The plot of Laughing Boy is extremely straightforward: boy sees girl from afar, wants to marry her, his family objects, they get married anyway, they live together, conflicts ensue, she cheats, she dies, he moves on. All of this plays out across the cultural conflict of Navajo that live largely apart from white men and Navajo that were forced to assimilate in white schools and towns. We see inside Navajo horse races, dances, hogahns, and the hybrid home that Laughing Boy and Slim Girl make together that is truly part of neither world.
The book starts with a dance and the constellation of social activities that surrounds it: trading, visiting relatives, horse racing. Laughing Horse is a young silversmith and keeper of horses who becomes intrigued with Slim Girl, a slightly older woman who seems at the fringe of the gathering. He finds her more forward than other Navajo women of his experience and they agree to marry without the permission of their families and despite his uncle’s open misgivings about her virtue. They travel to the outskirts of Los Palos, a white settlement, where Slim Girl visits her white lover and makes arrangements to see him, setting up the double life that entangles her for the rest of the book. She introduces Laughing Boy to liquor and persuades him to build up wealth with her before they think of rejoining his family at T’o Tlakai. Meanwhile, she struggles with the traditional roles of a Navajo wife, most notably learning how to weave.

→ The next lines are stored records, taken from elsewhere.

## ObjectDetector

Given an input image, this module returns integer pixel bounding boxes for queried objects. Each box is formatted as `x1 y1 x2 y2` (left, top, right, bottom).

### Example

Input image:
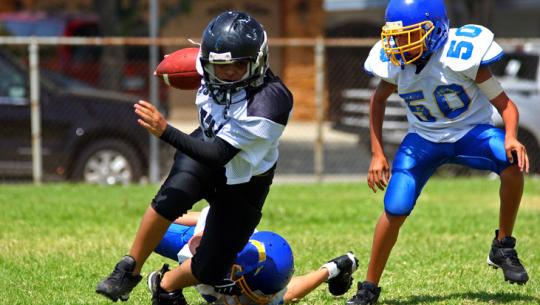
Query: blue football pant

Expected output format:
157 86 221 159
384 124 511 216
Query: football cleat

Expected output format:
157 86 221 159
96 255 142 302
327 252 358 296
487 230 529 285
147 264 188 305
345 281 381 305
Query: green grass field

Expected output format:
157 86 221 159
0 178 540 305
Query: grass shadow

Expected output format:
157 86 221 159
379 292 540 305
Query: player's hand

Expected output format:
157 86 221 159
368 155 390 193
134 100 167 138
504 137 529 173
214 279 242 295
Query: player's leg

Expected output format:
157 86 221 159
283 268 329 303
96 153 216 301
157 169 273 291
347 133 450 305
455 125 529 284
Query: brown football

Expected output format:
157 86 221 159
154 48 201 90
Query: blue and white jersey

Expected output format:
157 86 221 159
364 24 503 142
195 74 293 184
178 207 287 305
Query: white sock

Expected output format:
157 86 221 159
321 262 340 279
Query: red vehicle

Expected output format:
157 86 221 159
0 13 168 104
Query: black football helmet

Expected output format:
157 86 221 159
199 11 268 104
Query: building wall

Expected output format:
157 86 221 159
282 0 326 120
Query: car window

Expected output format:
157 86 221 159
491 53 538 81
2 19 65 36
0 59 28 105
71 23 103 62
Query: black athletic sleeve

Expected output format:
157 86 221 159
160 125 240 167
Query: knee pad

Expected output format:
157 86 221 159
191 205 261 285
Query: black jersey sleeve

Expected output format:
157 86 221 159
160 125 240 167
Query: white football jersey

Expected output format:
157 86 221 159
364 24 503 142
195 75 292 184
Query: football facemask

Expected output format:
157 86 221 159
381 21 434 66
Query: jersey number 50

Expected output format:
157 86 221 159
446 24 482 60
399 84 471 122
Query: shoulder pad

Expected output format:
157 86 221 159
441 24 503 79
364 41 400 84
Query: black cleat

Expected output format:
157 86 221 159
96 255 142 302
345 281 381 305
327 252 358 296
147 264 188 305
487 230 529 285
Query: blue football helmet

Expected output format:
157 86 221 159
381 0 449 67
199 11 268 104
230 231 294 304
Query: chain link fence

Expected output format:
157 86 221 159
0 37 540 184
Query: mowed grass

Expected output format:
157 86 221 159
0 178 540 305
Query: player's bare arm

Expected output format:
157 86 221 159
367 80 396 192
134 100 167 138
475 67 529 173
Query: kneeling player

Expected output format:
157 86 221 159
148 208 357 305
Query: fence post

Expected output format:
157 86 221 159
314 36 325 182
28 40 43 185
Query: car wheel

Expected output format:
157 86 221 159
72 140 142 185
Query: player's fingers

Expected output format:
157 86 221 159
138 100 155 109
375 170 384 191
368 171 377 193
384 168 390 184
135 108 152 122
135 104 156 116
137 119 152 130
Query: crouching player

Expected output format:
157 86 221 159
347 0 529 305
148 208 358 305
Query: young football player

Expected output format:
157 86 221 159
148 207 358 305
347 0 529 305
96 12 293 301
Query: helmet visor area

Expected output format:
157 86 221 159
381 21 434 66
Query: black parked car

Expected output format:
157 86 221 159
0 47 158 184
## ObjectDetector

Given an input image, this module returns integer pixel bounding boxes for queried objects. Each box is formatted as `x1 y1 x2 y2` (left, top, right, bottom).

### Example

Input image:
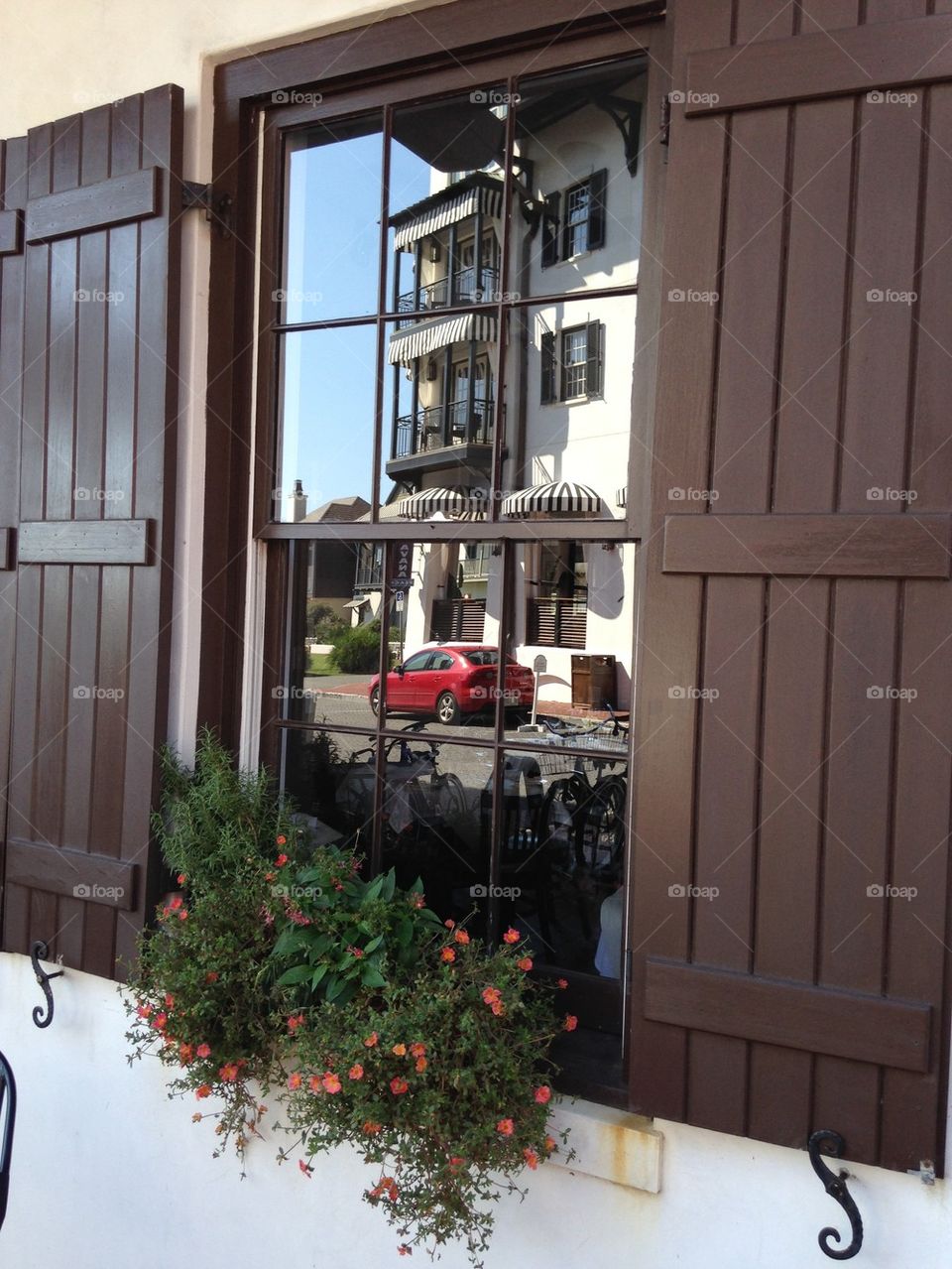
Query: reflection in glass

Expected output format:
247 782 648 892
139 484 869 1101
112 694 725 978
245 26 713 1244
274 326 377 524
500 749 628 978
510 59 647 296
283 115 383 322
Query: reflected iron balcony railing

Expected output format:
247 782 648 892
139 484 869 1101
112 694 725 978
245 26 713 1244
397 267 500 326
395 397 496 458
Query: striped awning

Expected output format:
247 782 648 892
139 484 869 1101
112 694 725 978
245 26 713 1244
502 479 602 515
387 314 497 365
393 182 502 251
400 485 489 520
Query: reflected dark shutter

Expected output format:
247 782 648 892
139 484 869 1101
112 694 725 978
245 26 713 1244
542 194 561 269
588 168 609 251
586 321 602 396
0 86 182 976
630 0 952 1172
541 331 557 405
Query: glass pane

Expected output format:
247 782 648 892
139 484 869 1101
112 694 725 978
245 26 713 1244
380 317 500 518
510 58 647 296
283 541 383 727
501 296 635 520
510 538 635 751
498 750 628 982
283 115 383 322
388 86 509 321
387 540 533 742
274 326 377 524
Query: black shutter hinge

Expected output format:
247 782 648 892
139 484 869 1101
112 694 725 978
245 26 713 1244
657 92 670 146
181 181 232 238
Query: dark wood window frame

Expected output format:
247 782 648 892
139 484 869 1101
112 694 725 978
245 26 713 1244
199 0 666 1104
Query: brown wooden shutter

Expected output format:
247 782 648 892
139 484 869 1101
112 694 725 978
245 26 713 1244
588 168 606 251
630 0 952 1170
0 86 182 976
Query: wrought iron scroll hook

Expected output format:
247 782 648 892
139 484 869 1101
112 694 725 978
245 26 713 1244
29 939 64 1028
806 1128 864 1260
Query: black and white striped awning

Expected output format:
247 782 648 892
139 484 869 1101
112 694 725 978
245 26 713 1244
502 479 602 515
387 314 497 365
398 485 489 520
393 182 502 251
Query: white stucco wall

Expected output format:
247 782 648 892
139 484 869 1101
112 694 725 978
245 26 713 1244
0 0 952 1269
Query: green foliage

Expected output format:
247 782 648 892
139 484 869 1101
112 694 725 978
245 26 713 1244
331 620 380 674
126 733 574 1264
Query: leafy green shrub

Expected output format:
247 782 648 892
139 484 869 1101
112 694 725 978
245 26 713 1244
331 620 380 674
126 733 574 1264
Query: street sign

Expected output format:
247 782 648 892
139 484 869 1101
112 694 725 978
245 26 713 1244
391 542 414 590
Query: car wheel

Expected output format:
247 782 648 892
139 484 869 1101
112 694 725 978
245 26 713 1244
436 692 459 727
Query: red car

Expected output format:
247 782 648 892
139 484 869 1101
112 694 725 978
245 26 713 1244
370 643 534 727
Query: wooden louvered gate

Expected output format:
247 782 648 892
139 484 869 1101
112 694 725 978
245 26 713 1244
630 0 952 1170
0 86 182 976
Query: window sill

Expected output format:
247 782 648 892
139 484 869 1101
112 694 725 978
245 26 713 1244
549 1099 664 1195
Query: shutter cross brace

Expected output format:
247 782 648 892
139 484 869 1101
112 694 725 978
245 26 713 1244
181 181 232 238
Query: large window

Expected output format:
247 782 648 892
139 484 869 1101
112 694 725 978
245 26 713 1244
259 49 646 1101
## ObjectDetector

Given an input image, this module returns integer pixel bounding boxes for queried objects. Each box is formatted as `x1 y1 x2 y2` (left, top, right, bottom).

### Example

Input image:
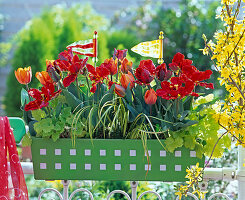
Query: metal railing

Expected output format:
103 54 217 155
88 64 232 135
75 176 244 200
21 146 245 200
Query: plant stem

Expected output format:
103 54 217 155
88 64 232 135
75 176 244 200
86 75 90 91
47 106 51 117
26 84 31 101
116 60 120 81
76 78 81 99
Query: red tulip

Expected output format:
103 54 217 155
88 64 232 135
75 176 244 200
121 72 134 89
135 60 156 84
115 84 126 97
113 49 128 60
36 71 53 85
121 58 133 73
14 67 32 85
103 58 117 75
25 84 61 111
156 63 172 81
63 55 88 87
145 89 157 105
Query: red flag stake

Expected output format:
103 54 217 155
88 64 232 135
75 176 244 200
93 31 98 68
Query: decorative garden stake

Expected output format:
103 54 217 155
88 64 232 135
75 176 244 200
131 31 164 64
15 29 230 200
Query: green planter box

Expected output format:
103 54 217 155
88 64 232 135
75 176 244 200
31 138 204 182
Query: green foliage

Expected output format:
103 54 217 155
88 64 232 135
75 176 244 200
32 106 86 141
3 5 109 116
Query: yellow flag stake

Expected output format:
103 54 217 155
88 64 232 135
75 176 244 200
157 31 164 65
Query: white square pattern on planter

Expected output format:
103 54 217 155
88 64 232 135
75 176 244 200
70 163 77 170
160 165 166 171
114 150 121 156
40 149 46 156
129 164 136 171
40 163 47 169
160 151 166 157
85 164 91 170
55 163 61 169
54 149 61 156
40 148 199 171
129 150 136 156
100 150 106 156
70 149 77 156
174 151 181 157
100 164 106 170
115 164 121 171
84 149 91 156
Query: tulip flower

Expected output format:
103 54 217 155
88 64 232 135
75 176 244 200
36 71 53 85
145 88 157 105
102 58 117 75
86 64 110 93
63 55 88 87
135 60 156 84
25 84 61 111
156 63 172 81
115 84 126 97
14 67 32 85
113 49 128 61
121 58 133 73
121 72 134 89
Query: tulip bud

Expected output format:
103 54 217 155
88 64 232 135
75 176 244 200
113 49 128 60
47 65 61 83
36 71 53 85
14 67 32 85
115 84 126 97
145 89 157 105
121 58 133 73
121 72 134 89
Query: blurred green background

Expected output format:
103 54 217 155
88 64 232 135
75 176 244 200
0 0 236 200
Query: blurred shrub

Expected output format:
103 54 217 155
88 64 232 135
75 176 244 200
112 0 222 92
4 5 109 116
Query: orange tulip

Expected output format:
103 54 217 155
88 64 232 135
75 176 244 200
103 58 117 75
46 59 55 67
121 72 134 89
36 71 53 85
145 89 157 105
121 58 133 73
14 67 32 85
115 84 126 97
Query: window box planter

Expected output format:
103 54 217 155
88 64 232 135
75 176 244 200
31 137 205 182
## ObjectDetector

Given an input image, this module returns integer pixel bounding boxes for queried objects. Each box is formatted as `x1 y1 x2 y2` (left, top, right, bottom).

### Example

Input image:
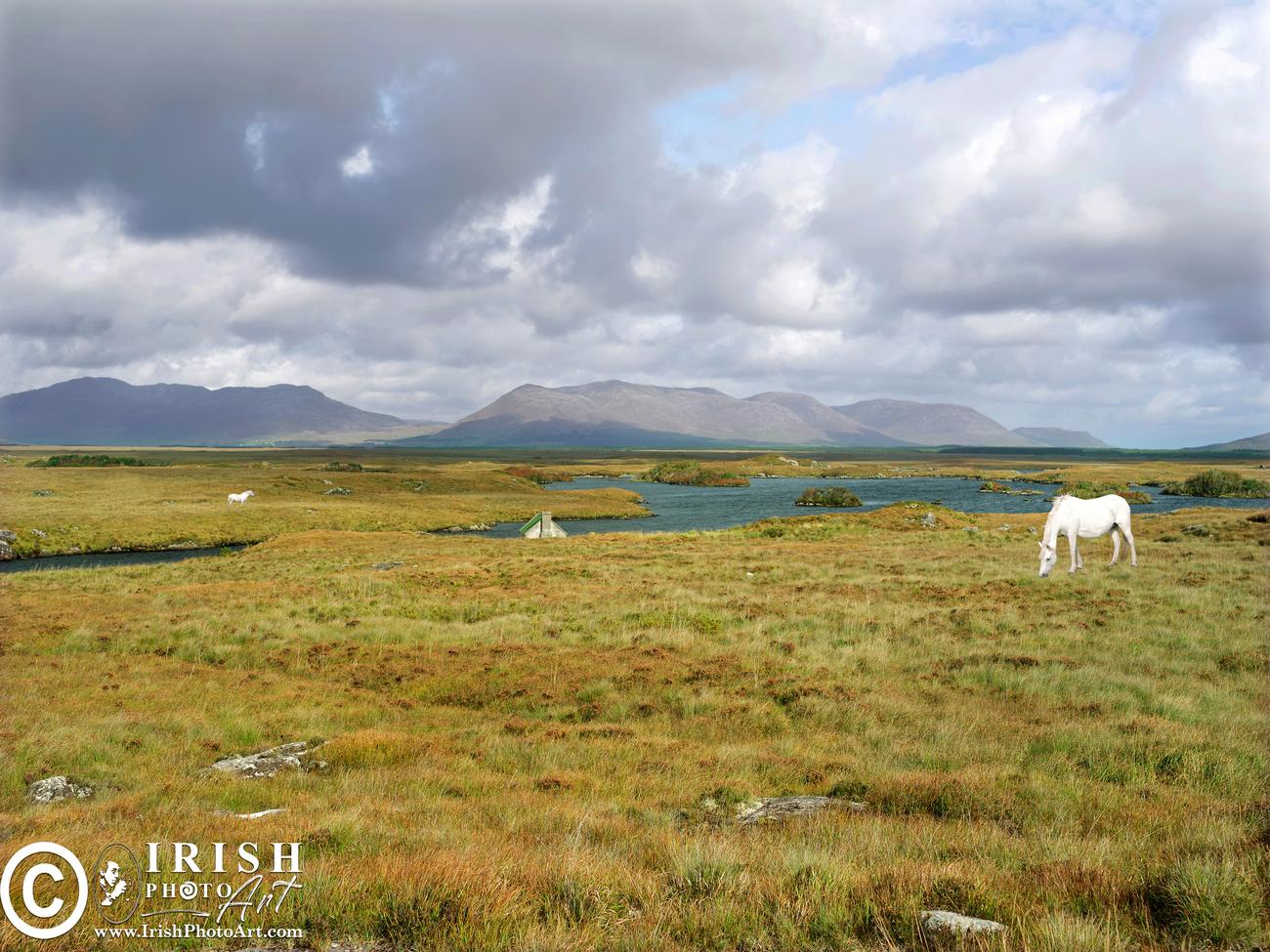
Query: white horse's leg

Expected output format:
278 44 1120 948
1121 519 1138 568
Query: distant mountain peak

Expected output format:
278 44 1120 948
1013 427 1112 449
833 398 1040 447
0 377 418 445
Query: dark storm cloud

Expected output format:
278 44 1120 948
0 0 1270 441
0 0 832 284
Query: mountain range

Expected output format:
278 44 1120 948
0 377 437 445
0 377 1249 451
402 380 1106 448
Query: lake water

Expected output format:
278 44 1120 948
0 476 1270 565
477 476 1270 538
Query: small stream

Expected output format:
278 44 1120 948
0 545 246 575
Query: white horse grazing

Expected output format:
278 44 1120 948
1038 495 1138 579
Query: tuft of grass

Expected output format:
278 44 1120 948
1143 857 1266 947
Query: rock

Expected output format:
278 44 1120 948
922 909 1006 940
26 777 94 804
204 740 326 778
230 807 287 820
737 796 868 826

The couple takes a trip to a Night Chant in the middle of the book, giving Laughing Boy an opportunity to defend the “Indian-ness” of his wife and their way of life to his family. While she is heartened by this, upon their return home Laughing Boy’s doubts fester, sending him away from the home more often and questioning her decision to delay having children until they are wealthier. This balance is lost when he discovers Slim Girl with her love by chance and shoots them both with arrows, wounding his wife in the arm. Chastened, Slim Girl finally reveals her full history to her husband: her pregnancy, abortion, and subsequent life of prostitution before she met the man who brought her to Chiziai. They feel cleansed by this revelation, and Slim Girl finally agrees to join him at T’o Tlakai and live fully as a Navajo wife. This is tragically interrupted when an old rival for Slim Girl comes upon them in their travels and kills her in a fit of jealousy. Laughing Boy conducts a modified version of traditional funeral rites for her, keeping a four-day vigil over her body alone and then rejoining his people.
This story’s told through a lot of interior narration from Laughing Boy and Slim Girl and asides about white/Navajo interactions and the tension between the Navajo and other tribes. We get to learn a bunch about silversmithing and horse-trading and weaving and traditional dances and funeral customs and drinking and scamming white guys out of money and canned goods. It’s a little odd that all of a sudden the Pulitzer committee realized that there are non-white people out there in America and gave us Scarlet Sister Mary and Laughing Boy back to back, but I’m grateful for even this small stretch towards diversity. Too bad we’re going to have to wait a good long while for a book that’s actually by someone who’s not white… 1969, I think? N.